I'm not saying that this hypothesis is correct, only that it is one way of looking at it. The simplistic view that the ultimate nature of reality must be physical, and therefore accessible only through the physical senses, is a metaphysical assumption, not a statement of "provable" fact.
In addition to begging the question, Woerlee also engages in rather crude equivocation on the meaning of the words "conscious" and "unconscious." He argues:
An out of body experience is indisputably a conscious experience. After all, an unconscious person has no experiences. An unconscious person hears nothing, sees nothing, and experiences nothing. So even though the physical body of a person undergoing an out of body experience is seemingly unconscious, they are nonetheless very conscious, and only appear unconscious... Accordingly, veridical perceptions of seeing things, people and events, as well as hearing sounds and speech during out of body experiences are due to the apparently unconscious person actually seeing and hearing these things.
Get that? A person who is in cardiac arrest, or in a coma, or clinically dead, is nevertheless conscious if he has an NDE. He must be - because he is having a conscious experience. QED!
Clearly this argument depends on shifting the meaning of the term "consciousness." No one denies that NDErs are conscious in the sense that their consciousness is still operating. Indeed, this is the whole point of the massive NDE literature. The contention of survivalists, however, is that the NDEr's mind (or spirit) remains conscious even though his body is inert and unconscious. In other words, a distinction is drawn between being physically unconscious (or dead) and being mentally unconscious (or dead).
You might think that no one could make such a poor argument innocently, and that Woerlee is deliberately trying to confuse his readers. But I don't think so. I think he sincerely believes this is a knockdown, slam-dunk argument. From the point of view of strident materialism, there simply cannot be a distinction between mental and physical awareness.
The same attitude surfaces in Woerlee's rejection of other evidence for NDEs.
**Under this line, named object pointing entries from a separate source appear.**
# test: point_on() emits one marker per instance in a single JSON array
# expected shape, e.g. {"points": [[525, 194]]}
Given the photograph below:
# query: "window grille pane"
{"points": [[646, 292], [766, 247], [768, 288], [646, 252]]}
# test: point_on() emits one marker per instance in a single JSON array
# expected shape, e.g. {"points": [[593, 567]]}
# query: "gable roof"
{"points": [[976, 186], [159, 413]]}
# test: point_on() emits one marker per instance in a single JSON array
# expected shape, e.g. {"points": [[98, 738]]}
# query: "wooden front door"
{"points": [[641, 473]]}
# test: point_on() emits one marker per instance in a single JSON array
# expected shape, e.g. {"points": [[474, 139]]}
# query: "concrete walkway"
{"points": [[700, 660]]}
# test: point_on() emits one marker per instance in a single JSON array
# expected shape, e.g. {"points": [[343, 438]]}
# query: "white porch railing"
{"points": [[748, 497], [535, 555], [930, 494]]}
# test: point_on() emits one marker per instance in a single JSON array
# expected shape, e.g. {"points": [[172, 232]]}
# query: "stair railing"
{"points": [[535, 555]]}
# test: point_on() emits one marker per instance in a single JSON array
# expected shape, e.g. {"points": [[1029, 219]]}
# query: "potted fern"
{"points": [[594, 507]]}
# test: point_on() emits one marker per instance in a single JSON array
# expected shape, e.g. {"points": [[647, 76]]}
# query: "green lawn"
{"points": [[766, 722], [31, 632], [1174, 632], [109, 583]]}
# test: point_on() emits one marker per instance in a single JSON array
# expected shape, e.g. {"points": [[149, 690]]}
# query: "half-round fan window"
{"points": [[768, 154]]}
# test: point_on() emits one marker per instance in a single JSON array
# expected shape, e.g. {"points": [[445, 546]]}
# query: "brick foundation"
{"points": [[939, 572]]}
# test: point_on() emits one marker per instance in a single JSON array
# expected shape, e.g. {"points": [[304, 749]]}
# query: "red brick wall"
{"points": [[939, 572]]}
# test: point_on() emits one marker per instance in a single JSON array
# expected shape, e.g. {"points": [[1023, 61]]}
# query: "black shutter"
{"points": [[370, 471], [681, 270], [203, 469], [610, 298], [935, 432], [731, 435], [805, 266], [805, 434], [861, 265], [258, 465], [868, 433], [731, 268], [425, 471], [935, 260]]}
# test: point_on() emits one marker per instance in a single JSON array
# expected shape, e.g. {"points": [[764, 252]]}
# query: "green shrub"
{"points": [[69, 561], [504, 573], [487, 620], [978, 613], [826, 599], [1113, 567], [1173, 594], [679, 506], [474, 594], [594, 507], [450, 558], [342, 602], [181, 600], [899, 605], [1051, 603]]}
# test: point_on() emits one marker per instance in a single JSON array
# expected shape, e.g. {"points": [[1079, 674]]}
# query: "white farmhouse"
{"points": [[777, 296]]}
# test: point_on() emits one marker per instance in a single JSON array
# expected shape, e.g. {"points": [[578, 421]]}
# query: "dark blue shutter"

He dismisses Kenneth Ring's investigation of visual experiences in blind NDErs by saying that even the ones who were blind from birth might not have been completely blind, or might have been able to distinguish light and dark. But how could the simple ability to sense light and dark lead to elaborate visual perceptions, including (in one case) the accurate description of the colors and pattern of a necktie? Woerlee says the tie must have been described to the patient, but the patient has no recollection of this, so Woerlee's explanation is pure conjecture. But for Woerlee it has to be true, because the contrary - that the blind patient actually perceived the tie in some nonphysical way - is literally unthinkable for him.
I don't want to leave the impression that Woerlee's review is entirely without interest. As an anesthesiologist, he has extensive experience in the operating room, and provides some interesting perspectives on cases where anesthetized patients report veridical perceptions. Here the million-dollar question is whether the presumably minimal, sketchy, and disorganized level of brain activity possible under anesthesia (or, for that matter, during cardiac arrest, even with heart massage) can adequately explain the vivid perceptions and complex narratives of NDEs. I've been told that Woerlee will be interviewed by Skeptiko in the near future. Hopefully he can expand on this issue in that forum.
Overall, however, it seems that Woerlee is so committed to his materialistic outlook that he honestly cannot imagine any other way of interpreting the evidence. Perhaps he would benefit from taking another look at visual perceptions of NDErs who were blind from birth ... and to keep in mind the old adage, "None so blind as those who will not see."